L’art de l’artifice au défilé Dior Automne-Hiver 2026-2027
Publiée le 06.03.2026 • 2 MINUTES- Mode & Maroquinerie

Le grand bassin octogonal des Tuileries réunit les nouvelles silhouettes Dior créées par Jonathan Anderson. Redessiné par Louis XIV, ce jardin à la française où voir compte autant qu’être vu offre un cadre idyllique à la collection. Le directeur artistique de la Maison s’inspire du théâtre de la vie parisienne et du rôle joué par la mode dans celle-ci.
Décor factice au cœur d’un parc historique, les frontières entre le réel et l’irréel s’estompent. La promenade se transforme en procession de mannequins. Alors que le gris perle prédomine, des éclats de couleurs apparaissent, échos poétiques à l’apparition du printemps. Un jaune jonquille côtoie un rose poudré. Les fleurs éclosent en modèles 3D sur les basques d’une veste ou à travers des tissus chamarrés. Broches et escarpins réinventent la forme graphique des nénuphars. Une minaudière grenouille adresse un clin d’œil ludique aux statues silencieuses. Les volants des jupes imitent les pétales quand les rubans et les plumes s’envolent au gré du vent.

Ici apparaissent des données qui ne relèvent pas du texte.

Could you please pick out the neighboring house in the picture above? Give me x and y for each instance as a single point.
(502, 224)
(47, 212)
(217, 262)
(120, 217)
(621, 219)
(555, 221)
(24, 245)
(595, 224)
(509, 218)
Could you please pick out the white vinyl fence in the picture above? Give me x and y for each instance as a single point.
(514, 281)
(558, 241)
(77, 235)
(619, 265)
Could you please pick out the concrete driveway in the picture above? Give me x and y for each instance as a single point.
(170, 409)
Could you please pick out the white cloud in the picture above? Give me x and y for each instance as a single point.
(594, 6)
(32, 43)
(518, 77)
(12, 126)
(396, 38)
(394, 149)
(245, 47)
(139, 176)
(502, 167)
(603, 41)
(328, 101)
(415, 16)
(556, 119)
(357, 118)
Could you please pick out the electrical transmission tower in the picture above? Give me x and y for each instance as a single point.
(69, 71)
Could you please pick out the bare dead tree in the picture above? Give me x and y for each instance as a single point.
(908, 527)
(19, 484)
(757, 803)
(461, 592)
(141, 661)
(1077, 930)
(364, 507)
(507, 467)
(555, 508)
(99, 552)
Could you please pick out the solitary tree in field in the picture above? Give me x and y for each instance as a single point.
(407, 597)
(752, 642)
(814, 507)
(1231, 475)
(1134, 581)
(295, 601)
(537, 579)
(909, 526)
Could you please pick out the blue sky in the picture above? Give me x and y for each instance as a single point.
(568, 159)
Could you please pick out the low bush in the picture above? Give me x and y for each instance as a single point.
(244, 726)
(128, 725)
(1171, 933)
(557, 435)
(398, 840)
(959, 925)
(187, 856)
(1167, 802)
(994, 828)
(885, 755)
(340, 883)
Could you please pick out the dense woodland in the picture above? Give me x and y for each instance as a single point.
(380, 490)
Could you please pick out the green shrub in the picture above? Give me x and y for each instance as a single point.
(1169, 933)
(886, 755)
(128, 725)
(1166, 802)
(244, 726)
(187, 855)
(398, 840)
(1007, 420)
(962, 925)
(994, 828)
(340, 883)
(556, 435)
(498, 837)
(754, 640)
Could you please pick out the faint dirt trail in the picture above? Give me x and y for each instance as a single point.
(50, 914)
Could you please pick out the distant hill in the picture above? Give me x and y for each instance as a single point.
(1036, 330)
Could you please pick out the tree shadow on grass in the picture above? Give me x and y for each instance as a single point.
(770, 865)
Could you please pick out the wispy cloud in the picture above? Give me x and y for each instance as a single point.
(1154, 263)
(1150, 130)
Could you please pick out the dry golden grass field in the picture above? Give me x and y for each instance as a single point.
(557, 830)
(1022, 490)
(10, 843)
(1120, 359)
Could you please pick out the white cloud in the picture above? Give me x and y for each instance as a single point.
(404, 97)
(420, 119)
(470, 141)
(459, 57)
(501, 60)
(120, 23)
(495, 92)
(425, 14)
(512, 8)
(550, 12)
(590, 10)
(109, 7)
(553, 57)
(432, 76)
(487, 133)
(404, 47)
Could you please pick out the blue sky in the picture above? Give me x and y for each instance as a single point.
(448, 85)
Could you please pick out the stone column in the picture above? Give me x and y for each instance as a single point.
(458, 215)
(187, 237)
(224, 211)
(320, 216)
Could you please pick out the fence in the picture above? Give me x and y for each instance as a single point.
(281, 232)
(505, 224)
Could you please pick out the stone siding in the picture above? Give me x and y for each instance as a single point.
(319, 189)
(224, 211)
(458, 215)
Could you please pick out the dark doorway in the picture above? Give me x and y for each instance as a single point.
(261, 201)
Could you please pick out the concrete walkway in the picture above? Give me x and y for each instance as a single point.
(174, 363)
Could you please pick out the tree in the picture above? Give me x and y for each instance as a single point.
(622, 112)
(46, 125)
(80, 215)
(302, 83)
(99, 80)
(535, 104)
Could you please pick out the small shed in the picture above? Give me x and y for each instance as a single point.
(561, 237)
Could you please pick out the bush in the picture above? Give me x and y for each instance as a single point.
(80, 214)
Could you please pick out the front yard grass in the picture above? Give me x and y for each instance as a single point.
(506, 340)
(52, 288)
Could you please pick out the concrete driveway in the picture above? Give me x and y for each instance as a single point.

Sous le soleil brillent les broderies des pantalons bouffants. Les mille-feuilles de dentelles s’échappent en traînes légères ou se glissent sous des vestes Bar réajustées. Les jets des fontaines des Tuileries se traduisent en cascades de boutons descendant jusqu’aux souliers. Particulièrement sublimé, le travail autour des cols souligne la ligne du cou et les revers en satin des robes-manteaux dévoilent la grâce d’un décolleté. Au jeu des apparences, le spectacle mondain laisse place à une nature plus profonde de la mode. Celle d’incarner des personnages pour se réinventer saison après saison sans perdre de vue sa personnalité.